ASIAWORLDVIEW – Di Art Jakarta 2025, seniman visual Atreyu Moniaga dan arsitek Marcello Decaran menghadirkan VIP Lounge by DESIGN:JAKARTA persembahan CASA Indonesia sebagai sebuah ruang refleksi yang melampaui batas konvensional antara seni, desain, dan pengalaman batin. Instalasi ini dirancang bukan sekadar tempat istirahat, melainkan sebagai medium kontemplatif yang mengundang pengunjung untuk meresapi nuansa emosional dan estetika secara mendalam.
Atreyu Moniaga, Seniman Visual & Pendiri Atreyu Moniaga Project (AMP) mengatakan, “Keterlibatan saya di Art Jakarta 2025, khususnya lewat VIP Lounge, bukan semata tentang estetika. Bagi saya, ini adalah upaya untuk menghadirkan ruang di mana seni tidak hanya dilihat, tapi dirasakan.
Melalui perpaduan elemen visual, arsitektural, dan atmosfer yang intim, ruang ini menciptakan pengalaman multisensori yang menyentuh sisi personal dan spiritual. Kehadiran lounge ini mempertegas peran desain sebagai bahasa ekspresi yang mampu menjembatani dunia luar dan ruang dalam diri, sekaligus memperkaya narasi pameran dengan pendekatan yang puitis dan introspektif.
Baca Juga: Art Jakarta 2025, Menyatukan Inovasi Seni dan Dialog Budaya
“Ruang yang mengundang pengunjung untuk berhenti sejenak dan menikmati seni dengan cara yang lebih personal. Bersama Marcello, kami ingin menciptakan pengalaman yang meleburkan batas antara seni, ruang, dan kehidupan sehari-hari,” ia menambahkan.
Ruang ini dibangun dengan konsep dualisme, menghadirkan dua zona dengan karakter desain yang saling berlawanan namun saling melengkapi. Permainan cahaya artifisial menciptakan suasana yang dinamis, menghadirkan ilusi siang hari yang lembut di tengah ruang pameran.

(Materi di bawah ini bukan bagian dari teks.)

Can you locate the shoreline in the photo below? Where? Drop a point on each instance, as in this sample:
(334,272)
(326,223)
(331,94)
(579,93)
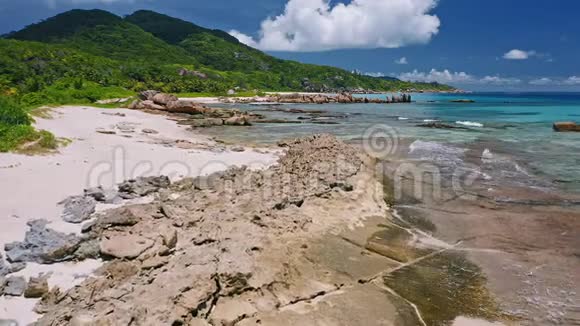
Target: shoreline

Kehadiran sembilan orang alumni AMP dalam gelaran Art Jakarta 2025 ini menjadi cerminan bagaimana seni tumbuh melalui proses, pembelajaran, dan kolaborasi. AMP hadir sebagai ruang yang mendorong seniman muda untuk menemukan arah dan bahasa visual mereka sendiri, sambil tetap menjunjung nilai empati dan kebersamaan dalam berkarya.
“Saya selalu percaya, kekuatan seni lahir dari keberanian dan empati. Untuk para alumni AMP dan seniman muda Indonesia, teruslah berkarya dengan hati yang jujur dan rasa ingin tahu yang tak pernah padam. Bangunlah komunitas yang saling menguatkan, karena di situlah seni menemukan makna yang sesungguhnya.” pungkasnya.